Global corporations bought a record amount of clean energy through long term power purchase agreements (PPAs) last year, totalling 19.5GW of capacity.
The figure was up from 13.6GW – an increase of more than 40% compared to the previous year and more than triple the activity seen in 2017, according to a new report from Bloomberg New Energy Finance (BNEF).
More than 100 corporations in 23 different countries signed PPAs for renewable energy in 2019, with a majority of the buying taking place in the US.
The total PPAs in last year were equivalent to more than 10% of all the renewable energy capacity added globally in 2019, with projects involved likely to cost between $20 billion (£15.4bn) and $30 billion (£23bn) to develop and build.
They were dominated by technology companies again in 2019, with Google alone signing contracts to buy more than 2.7GW of clean energy globally last year.
It signed clean energy PPAs in six countries in September – the largest single purchase ever by a corporation.
The report adds a growing number of oil and gas companies, including Occidental Petroleum, Chevron and Energy Transfer Partners, signed clean energy contracts last year.
Kyle Harrison, a sustainability analyst at BNEF and the lead author of the report, said: “The clean energy portfolios of some of the largest corporate buyers rival those of the world’s biggest utilities.
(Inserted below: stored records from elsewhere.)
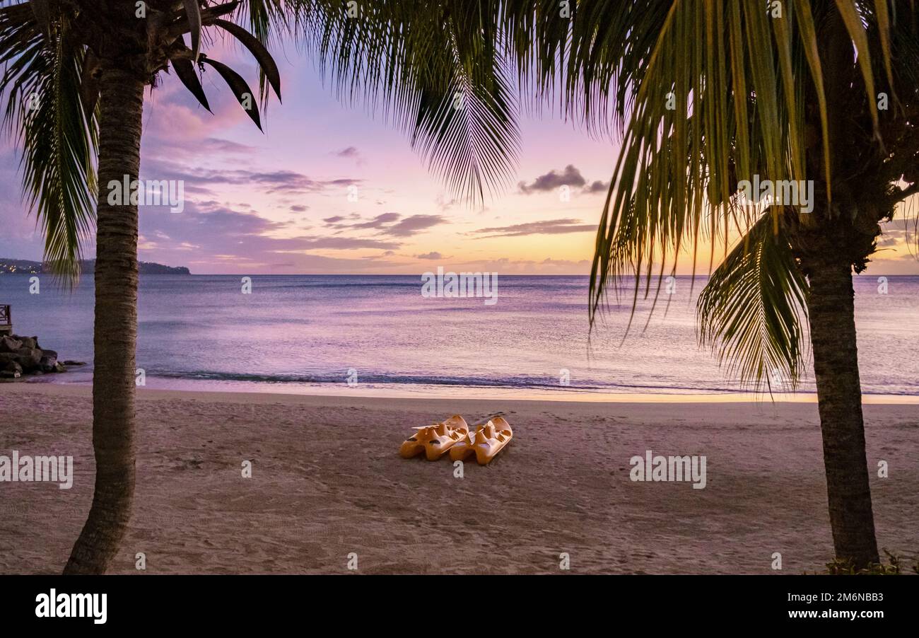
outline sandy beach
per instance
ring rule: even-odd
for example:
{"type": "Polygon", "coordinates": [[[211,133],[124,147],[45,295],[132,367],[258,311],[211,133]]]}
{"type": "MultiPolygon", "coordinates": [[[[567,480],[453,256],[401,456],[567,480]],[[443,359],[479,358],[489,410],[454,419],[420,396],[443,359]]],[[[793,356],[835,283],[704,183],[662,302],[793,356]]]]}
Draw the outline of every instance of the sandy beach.
{"type": "MultiPolygon", "coordinates": [[[[0,484],[0,573],[57,573],[92,499],[89,388],[0,386],[0,454],[74,457],[70,490],[0,484]]],[[[919,407],[865,406],[879,546],[919,548],[919,407]]],[[[833,555],[814,404],[569,403],[138,393],[131,574],[771,574],[833,555]],[[414,426],[502,413],[489,466],[399,458],[414,426]],[[707,484],[630,479],[645,450],[707,484]],[[242,476],[244,461],[252,477],[242,476]]]]}

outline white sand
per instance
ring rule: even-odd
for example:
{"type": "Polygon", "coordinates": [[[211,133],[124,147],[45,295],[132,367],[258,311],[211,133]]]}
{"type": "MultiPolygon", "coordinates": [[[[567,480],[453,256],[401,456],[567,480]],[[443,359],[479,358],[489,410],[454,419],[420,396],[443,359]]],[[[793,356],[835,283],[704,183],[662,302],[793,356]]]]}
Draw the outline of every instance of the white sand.
{"type": "MultiPolygon", "coordinates": [[[[919,548],[919,407],[865,407],[879,545],[919,548]]],[[[832,557],[812,404],[602,404],[139,393],[133,573],[815,571],[832,557]],[[413,426],[503,412],[490,465],[403,461],[413,426]],[[633,483],[630,457],[705,455],[705,489],[633,483]],[[244,460],[253,477],[241,475],[244,460]]],[[[0,573],[56,573],[92,499],[89,388],[0,386],[0,454],[72,455],[71,490],[0,483],[0,573]]]]}

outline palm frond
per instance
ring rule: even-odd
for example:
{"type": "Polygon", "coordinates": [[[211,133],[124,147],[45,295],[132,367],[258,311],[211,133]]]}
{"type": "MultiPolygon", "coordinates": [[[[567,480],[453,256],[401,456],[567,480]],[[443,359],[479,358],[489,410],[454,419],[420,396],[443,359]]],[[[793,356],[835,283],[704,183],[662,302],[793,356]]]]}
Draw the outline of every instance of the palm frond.
{"type": "Polygon", "coordinates": [[[97,119],[81,98],[85,55],[65,17],[45,29],[28,5],[0,9],[5,128],[22,146],[25,199],[42,227],[45,260],[68,284],[96,216],[97,119]]]}
{"type": "Polygon", "coordinates": [[[512,183],[517,96],[491,3],[301,4],[298,30],[339,98],[407,132],[457,195],[482,201],[512,183]]]}
{"type": "Polygon", "coordinates": [[[699,341],[755,390],[798,386],[808,283],[788,239],[764,215],[715,269],[697,302],[699,341]]]}

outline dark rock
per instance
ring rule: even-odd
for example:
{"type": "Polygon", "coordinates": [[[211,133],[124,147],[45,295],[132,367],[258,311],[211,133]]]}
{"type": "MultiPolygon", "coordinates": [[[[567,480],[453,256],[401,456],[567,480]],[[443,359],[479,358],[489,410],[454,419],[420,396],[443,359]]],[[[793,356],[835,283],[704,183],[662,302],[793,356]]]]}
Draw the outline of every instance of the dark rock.
{"type": "Polygon", "coordinates": [[[24,370],[30,370],[38,368],[41,361],[41,350],[37,347],[20,347],[17,350],[17,363],[22,366],[24,370]]]}
{"type": "Polygon", "coordinates": [[[54,372],[54,367],[57,365],[57,355],[49,357],[48,352],[50,350],[41,351],[41,360],[39,361],[39,367],[42,372],[54,372]]]}
{"type": "Polygon", "coordinates": [[[0,337],[0,352],[16,352],[22,347],[22,342],[14,336],[0,337]]]}

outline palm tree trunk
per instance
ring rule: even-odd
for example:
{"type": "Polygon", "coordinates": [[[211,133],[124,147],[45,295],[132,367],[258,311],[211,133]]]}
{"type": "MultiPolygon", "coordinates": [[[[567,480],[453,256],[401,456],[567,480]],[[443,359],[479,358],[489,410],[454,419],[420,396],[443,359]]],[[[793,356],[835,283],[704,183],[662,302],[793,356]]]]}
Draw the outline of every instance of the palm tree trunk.
{"type": "Polygon", "coordinates": [[[808,277],[833,544],[837,559],[860,569],[879,561],[865,456],[852,269],[845,261],[817,260],[808,264],[808,277]]]}
{"type": "Polygon", "coordinates": [[[100,78],[96,246],[93,448],[96,490],[64,574],[103,574],[119,550],[134,496],[137,206],[108,203],[109,183],[138,178],[144,84],[107,69],[100,78]]]}

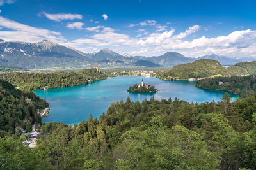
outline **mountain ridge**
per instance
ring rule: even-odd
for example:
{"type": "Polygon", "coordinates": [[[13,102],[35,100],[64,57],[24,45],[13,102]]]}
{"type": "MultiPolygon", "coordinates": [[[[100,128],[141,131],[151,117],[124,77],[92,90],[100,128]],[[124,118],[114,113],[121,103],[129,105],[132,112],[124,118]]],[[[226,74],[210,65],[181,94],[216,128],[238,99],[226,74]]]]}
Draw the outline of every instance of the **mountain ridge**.
{"type": "Polygon", "coordinates": [[[92,53],[86,53],[74,48],[66,47],[48,40],[38,43],[0,41],[1,66],[13,66],[30,69],[60,67],[74,68],[86,68],[92,66],[147,67],[148,64],[174,66],[201,59],[215,59],[223,65],[233,65],[241,61],[254,60],[251,58],[239,59],[231,57],[218,56],[214,53],[193,58],[175,52],[168,52],[159,56],[146,57],[131,56],[127,53],[120,55],[106,48],[92,53]],[[140,63],[138,65],[138,62],[140,63]]]}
“These companies are facing mounting pressure from investors to decarbonise – clean energy contracts serve as a way to diversify energy spend and reduce susceptibility to the tangible risks associated with climate change.”
Companies in the US bought a majority of the contracts at 13.6GW and it was also a record year for corporate PPAs in Europe, Middle East and Africa (EMEA) and Latin America, where firms bought 2.6GW and 2GW of clean energy respectively.